Rebekka Reinhard erforscht die Absurdität

Die Erfahrung des Absurden machen laut Rebekka Reinhard nicht nur Jugendliche. Ganz im Gegenteil stellt die Absurdität die Standardsituation des modernen Menschen dar, der sich zwar damit abgefunden hat, dass kein Gott mehr sein Flehen erhört, dass sich ihm die Welt in der er lebt, schrecklich gleichgültig zeigt. Dennoch kann es der Mensch nicht lassen dieser Welt seinen Stempel aufzudrücken. Beispielsweise indem er in den Krieg zieht oder Bakterien mit künstlichem Erbgut produziert. Rebekka Reinhard schreibt: „ Im Alltag verbindet sich das Absurde mit der fraglosen Akzeptanz routinemäßiger Vorgänge.“ Die meisten Menschen freunden sich mit ihrer absurden Lage an, gewöhnen sich an sie, sie funktionieren.

Der Mythos des Sisyphos

Doch bei manchen Menschen kommt der Tag, an dem sie Ekel an ihrem monotonen Alltag empfinden. Das Vertraute wird ihnen fremd. Das kann von heute auf morgen passieren, und es wird klar, dass die Gewohnheit nichts an der Absurdität des Lebens ändern kann. Dann stürzen die Kulissen ein. Albert Camus schreibt in seinem Essay „Der Mythos des Sisyphos“: „Eines Tages aber steht das „Warum?“ da, und mit diesem Überdruss, in den sich Erstaunen mischt, fängt alles an.“ Wer begonnen hat Fragen zu stellen, kann damit nicht mehr aufhören. Dies trifft vor allem dann zu, wenn es keine Antworten mehr gibt.

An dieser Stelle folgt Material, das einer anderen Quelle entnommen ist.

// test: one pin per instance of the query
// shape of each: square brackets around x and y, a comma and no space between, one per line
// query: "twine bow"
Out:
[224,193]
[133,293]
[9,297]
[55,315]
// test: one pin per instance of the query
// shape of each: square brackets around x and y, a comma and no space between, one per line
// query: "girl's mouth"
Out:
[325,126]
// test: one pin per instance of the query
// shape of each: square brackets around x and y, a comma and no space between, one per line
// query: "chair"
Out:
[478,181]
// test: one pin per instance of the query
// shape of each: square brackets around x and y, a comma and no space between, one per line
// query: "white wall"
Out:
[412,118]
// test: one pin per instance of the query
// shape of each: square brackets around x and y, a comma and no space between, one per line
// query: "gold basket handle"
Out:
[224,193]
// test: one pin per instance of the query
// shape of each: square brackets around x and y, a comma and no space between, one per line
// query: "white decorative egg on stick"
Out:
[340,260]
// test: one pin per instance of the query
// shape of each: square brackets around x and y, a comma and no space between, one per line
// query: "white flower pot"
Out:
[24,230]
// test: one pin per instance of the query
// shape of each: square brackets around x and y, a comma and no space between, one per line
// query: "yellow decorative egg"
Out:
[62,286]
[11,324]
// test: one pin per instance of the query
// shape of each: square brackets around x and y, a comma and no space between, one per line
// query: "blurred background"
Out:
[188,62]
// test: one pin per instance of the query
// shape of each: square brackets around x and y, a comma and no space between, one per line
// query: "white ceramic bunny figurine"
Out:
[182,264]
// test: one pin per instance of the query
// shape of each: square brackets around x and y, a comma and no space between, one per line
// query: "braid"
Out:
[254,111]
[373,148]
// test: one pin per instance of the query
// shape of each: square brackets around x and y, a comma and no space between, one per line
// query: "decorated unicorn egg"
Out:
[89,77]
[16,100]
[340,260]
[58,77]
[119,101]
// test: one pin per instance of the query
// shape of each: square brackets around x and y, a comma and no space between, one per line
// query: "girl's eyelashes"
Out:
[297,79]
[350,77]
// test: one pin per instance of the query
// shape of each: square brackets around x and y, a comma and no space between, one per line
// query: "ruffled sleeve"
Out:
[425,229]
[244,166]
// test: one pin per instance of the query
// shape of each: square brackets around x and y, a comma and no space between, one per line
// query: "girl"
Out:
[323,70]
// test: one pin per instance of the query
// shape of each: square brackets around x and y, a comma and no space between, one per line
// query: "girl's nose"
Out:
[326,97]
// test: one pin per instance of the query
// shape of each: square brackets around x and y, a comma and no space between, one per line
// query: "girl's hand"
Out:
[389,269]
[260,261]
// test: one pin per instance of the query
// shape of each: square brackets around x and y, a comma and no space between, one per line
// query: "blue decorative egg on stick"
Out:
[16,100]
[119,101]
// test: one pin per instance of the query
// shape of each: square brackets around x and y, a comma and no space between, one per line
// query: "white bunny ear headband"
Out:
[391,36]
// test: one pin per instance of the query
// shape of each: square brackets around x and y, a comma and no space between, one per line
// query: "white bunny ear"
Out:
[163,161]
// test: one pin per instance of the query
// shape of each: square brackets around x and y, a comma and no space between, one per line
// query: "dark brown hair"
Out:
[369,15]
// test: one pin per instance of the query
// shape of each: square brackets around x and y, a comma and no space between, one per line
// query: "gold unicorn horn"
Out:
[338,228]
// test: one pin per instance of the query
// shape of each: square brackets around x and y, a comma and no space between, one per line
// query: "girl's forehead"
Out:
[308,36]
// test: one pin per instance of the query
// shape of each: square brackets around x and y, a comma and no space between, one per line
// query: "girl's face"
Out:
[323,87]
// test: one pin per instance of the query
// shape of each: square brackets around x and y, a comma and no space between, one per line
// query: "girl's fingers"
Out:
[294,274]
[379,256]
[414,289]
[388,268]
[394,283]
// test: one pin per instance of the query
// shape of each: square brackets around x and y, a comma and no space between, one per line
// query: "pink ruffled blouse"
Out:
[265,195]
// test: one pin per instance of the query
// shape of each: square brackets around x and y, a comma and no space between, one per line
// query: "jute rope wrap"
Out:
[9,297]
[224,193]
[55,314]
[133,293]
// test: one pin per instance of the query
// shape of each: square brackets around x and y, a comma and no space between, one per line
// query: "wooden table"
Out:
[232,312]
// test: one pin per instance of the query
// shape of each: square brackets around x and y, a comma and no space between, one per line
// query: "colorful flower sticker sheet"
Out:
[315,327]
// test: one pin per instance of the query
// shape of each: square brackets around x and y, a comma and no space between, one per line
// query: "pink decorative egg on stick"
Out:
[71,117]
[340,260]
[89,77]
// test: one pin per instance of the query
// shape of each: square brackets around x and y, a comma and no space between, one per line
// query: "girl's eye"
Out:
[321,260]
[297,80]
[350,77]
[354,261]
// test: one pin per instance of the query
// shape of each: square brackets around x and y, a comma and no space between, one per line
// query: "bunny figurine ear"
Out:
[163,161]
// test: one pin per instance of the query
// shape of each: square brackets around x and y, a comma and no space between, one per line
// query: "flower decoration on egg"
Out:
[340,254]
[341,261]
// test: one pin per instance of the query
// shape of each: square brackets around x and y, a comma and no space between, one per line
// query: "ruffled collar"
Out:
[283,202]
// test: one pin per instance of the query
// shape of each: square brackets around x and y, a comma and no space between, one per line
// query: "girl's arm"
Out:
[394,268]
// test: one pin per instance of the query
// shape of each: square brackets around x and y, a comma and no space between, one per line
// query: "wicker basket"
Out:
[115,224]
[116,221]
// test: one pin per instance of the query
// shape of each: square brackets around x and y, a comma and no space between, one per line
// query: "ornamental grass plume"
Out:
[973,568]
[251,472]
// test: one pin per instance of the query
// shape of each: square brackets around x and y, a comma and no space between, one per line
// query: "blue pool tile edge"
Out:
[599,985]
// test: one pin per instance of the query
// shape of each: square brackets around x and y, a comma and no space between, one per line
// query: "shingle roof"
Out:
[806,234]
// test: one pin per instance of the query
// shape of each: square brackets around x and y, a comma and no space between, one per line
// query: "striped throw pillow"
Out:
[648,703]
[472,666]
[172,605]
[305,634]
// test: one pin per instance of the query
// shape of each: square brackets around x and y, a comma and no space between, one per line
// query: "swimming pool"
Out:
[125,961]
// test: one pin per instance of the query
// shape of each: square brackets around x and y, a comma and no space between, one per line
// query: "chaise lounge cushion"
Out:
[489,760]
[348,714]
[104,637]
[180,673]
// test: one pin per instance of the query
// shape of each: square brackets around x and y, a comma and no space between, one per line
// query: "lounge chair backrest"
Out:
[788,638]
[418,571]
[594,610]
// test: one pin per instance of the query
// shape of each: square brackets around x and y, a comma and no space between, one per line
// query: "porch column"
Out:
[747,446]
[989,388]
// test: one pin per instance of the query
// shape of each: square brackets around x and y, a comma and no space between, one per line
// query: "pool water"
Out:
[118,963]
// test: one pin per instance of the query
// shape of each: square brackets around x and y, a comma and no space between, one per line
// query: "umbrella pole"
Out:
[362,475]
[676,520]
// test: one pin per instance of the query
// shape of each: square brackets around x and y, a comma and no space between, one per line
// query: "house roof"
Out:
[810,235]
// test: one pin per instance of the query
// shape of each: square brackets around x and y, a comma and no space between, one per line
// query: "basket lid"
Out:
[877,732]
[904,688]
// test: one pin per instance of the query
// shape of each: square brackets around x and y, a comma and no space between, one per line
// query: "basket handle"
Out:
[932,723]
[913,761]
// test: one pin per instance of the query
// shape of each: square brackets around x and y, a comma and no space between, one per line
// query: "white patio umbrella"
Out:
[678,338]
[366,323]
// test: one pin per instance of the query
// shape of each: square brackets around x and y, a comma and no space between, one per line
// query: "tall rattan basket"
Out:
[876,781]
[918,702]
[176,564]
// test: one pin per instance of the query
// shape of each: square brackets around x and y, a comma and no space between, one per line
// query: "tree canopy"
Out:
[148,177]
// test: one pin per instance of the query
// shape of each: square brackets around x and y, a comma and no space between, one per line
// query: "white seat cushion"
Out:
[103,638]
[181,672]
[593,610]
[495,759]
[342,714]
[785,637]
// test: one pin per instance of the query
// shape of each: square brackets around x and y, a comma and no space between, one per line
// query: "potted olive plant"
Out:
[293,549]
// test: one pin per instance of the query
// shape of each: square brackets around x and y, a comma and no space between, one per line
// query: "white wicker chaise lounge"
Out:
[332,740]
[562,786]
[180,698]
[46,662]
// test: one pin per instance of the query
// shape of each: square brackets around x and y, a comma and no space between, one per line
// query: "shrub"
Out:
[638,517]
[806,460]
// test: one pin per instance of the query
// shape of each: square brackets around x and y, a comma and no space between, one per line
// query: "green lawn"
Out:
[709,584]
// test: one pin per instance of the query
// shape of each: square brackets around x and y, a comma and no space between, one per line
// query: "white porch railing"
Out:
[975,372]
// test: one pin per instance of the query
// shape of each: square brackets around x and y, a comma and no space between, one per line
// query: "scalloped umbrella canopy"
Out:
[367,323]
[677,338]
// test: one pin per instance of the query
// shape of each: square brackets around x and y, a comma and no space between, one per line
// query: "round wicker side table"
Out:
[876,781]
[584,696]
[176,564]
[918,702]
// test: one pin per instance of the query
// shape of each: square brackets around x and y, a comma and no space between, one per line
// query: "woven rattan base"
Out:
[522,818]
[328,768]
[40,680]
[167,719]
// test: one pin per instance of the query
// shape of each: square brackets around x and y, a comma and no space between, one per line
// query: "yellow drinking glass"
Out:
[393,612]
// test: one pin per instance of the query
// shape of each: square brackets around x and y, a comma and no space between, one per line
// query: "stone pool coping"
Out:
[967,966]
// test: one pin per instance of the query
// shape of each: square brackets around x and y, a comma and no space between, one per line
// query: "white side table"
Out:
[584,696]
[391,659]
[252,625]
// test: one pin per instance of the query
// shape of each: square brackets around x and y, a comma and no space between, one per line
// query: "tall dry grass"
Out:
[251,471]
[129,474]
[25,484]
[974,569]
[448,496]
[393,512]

Der Literaturnobelpreisträger Albert Camus warnt die Menschen davor, ihr Leben mit routinemäßigem Stumpfsinn zu vergeuden. Auch er meint zwar, dass das moderne Leben absurd ist, egal, ob sich die Menschen dessen bewusst sind oder nicht. Ein Selbstmörder beispielsweise setzt zwar seiner Absurdität ein Ende, aber stellt damit auch keine Ordnung her, die Sinn stiften könnte. Der Tod bringt also nicht die erhoffte Erlösung.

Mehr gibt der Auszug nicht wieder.